Among the issues recently arousing the most controversy among Gardiner residents, one that the Town Board expected to put to bed at its July 12 meeting – final approval of the agreement for Wireless Edge to build a cell tower on South Mountain Road – got its resolution postponed again. Another, the application by Lazy River Resorts, LLC for the creation of a Campground Floating District and Special Use Permit for the Yogi Bear’s Jellystone Park Campground and adjoining property, at least proceeded to a point where the public hearing phase could be closed after two months of mostly angry input, although much still needs to be resolved before the requests can come to a vote.
That’s not to say that nothing was decided by the Town Board that evening:
- The Gardiner Library’s 414 Budget Resolution seeking a 7.9 percent increase for the coming year – an additional allocation of $19,255 – was unanimously approved (with Franco Carucci absent from the meeting).
- So was a PILOT agreement with Lumens Holdings, the company that previously got the go-ahead to build a commercial solar array on a parcel on Libertyville Road near the Gardiner/New Paltz border, once the wording is approved by the Town’s attorneys. The value of the payment in lieu of taxes will be $7,000 per megawatt for the facility, which will have a two-megawatt generating capacity.
- The Town Board also agreed to serve as the lead agency on the State Environmental Quality Review of the Open Space Institute’s project to rehabilitate the Gardiner segment of the Wallkill Valley Rail Trail, voting to authorize the Environmental Assessment Form presented by OSI.
But the final lease amendment agreement for construction of the cell tower to go forward, which appeared to have been resolved except for the legal language at the Town Board’s June 14 meeting, hit a snag when Wireless Edge attorney Robert Gaudioso of Snyder & Snyder, LLP, described the company’s understanding of the maximum height of the tower as 120 feet, rather than the 110 understood by Gardiner officials and their attorney, Victoria Polidoro of Rodenhausen, Chale & Polidoro, LLP. Polidoro described the agreement she had prepared as capping the tower’s structure at 110 feet, allowing the Town the option to add municipal whip antennae at the top for emergency service communications, not to exceed 120 feet.
The final version of the agreement, as understood by the Board and Polidoro, was supposed to be a tradeoff allowing Wireless Edge a one-percent reduction in its annual fee escalation clause in exchange for the 110-foot maximum. But Board members expressed confusion when Gaudioso presented 120 feet as the starting point, arguing that Wireless Edge’s owner, John Arthur, was “willing to forgo the lease right to ask for another 20 feet” to which he is entitled under Federal Communications Commission law. The company’s motivation appeared to be reserving the ability to add a third carrier to the tower, in addition to AT&T and Verizon, but this did not jibe with the Board’s sense of the agreement they had conditionally approved.
“This seems like bait-and-switch,” said Polidoro. “You’re saying that an application for 110 feet can really be 110 plus ten percent. We’re not agreeing that’s what the lease is for.”

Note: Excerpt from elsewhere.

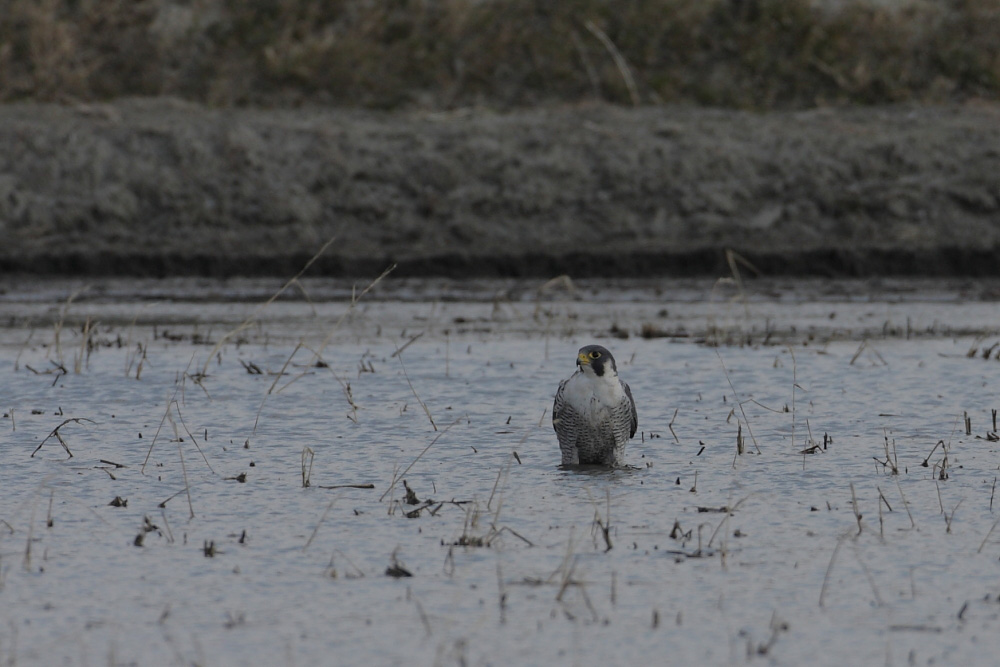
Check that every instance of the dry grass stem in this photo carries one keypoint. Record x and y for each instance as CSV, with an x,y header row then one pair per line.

Councilwoman Laura Walls agreed. “I feel a little blindsided. We’re not going to be bullied into something,” she said. “Let’s ask the attorneys to talk more. Clearly this is not going anywhere tonight.” The consensus of the Town Board was to reschedule the vote, pending further clarification of the terms of the agreement.
Another set of public hearings on the evening’s agenda, on three proposed local laws that would establish a Community Preservation Plan, Community Preservation Fund and Real Estate Transfer Tax, was held open at least until a special meeting on the subject could be convened this Wednesday, July 20. Some Board members expressed consternation when Neil Curri, a consultant involved in the drafting of the Plan, noted that revisions had been necessary to address “minor” parcel score errors identified in its original version released at the end of May. Curri explained that a “slight discrepancy between boundaries” rendered on overlapping maps of the Town’s SPI zones and adjacent parcels, as well as misidentification of soil types in some wetland parcels, had led to the errors, all of which he said he had subsequently corrected. The final version of the Plan is now available for public inspection on the Town of Gardiner website at www.townofgardiner.org/s/Gardiner-CPP-Version-3-2022-06-30-Update-MR.pdf.